The negative frequency obtained confirmed that a transition state had been located, and the vibration at -839cm^-1 corresponded to the asynchronous bond formation observed in the Cope Rearrangement. The QST2 method proved useful, however the downside is that the reactants and products need to closely resemble the transition state otherwise the calculation will fail (as was the case in the first optimisation). This requires knowledge of the transition state structure and may not always be known.

Intrinsic Reaction Coordinate (IRC) Method

In order to determine the mechanistic characteristics of this pericyclic reaction, we need to investigate which conformers of reactants and products each transition state connects. The IRC method allows one to follow the minimum energy pathway from the transition structure to the local minimum on a potential energy surface. It achieves this by taking small energy steps, which involve a change in the geometry of the structure under consideration, in the direction where the gradient of the energy surface is the steepest.

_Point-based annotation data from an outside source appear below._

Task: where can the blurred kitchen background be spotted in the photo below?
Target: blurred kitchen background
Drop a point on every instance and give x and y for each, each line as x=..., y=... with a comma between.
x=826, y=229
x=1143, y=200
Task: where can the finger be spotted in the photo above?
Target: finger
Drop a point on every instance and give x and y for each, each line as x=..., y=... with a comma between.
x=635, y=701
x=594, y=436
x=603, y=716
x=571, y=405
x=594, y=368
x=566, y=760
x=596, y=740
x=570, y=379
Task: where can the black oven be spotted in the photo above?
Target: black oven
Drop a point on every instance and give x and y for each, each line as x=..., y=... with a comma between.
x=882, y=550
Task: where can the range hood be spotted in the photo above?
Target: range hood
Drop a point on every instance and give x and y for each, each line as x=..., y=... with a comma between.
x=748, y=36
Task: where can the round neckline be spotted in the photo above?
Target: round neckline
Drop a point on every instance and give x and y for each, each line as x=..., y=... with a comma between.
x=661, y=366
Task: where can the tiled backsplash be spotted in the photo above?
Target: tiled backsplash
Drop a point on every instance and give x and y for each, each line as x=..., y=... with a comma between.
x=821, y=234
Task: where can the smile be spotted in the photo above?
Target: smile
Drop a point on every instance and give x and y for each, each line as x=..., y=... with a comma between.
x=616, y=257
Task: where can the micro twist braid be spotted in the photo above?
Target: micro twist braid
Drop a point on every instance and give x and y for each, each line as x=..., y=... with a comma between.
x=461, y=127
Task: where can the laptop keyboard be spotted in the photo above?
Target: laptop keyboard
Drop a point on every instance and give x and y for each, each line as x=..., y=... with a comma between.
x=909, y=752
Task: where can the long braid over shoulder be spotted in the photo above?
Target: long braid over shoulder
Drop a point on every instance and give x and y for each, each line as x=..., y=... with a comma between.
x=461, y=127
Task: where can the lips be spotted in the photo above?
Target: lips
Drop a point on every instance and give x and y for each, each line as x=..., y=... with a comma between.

Using the optimised chair structure obtained previously, an IRC calculation was set up by opting to calculate the reaction co-ordinate in the forward direction. Initially, the force constant was calculated only once and the number of points along the IRC which was to be calculated was set to 50. The first output that resulted did not produce the most stable geometry and further calculations were required. Opening up the chk. file for the initial IRC calculation showed that only 43 points had been calculated; the structure corresponding to the 43^rd structure was then copied into a new window and another IRC calculation was carried out (this time the force constant was calculated at every step and the number of points to be calculated was set to 100). Finally, the last structure obtained form this output file was then optimised to a local minimum. The same procedure was carried out for the boat transition structure (this time the initial step showed that 44 runs of the specified 50 had been calculated).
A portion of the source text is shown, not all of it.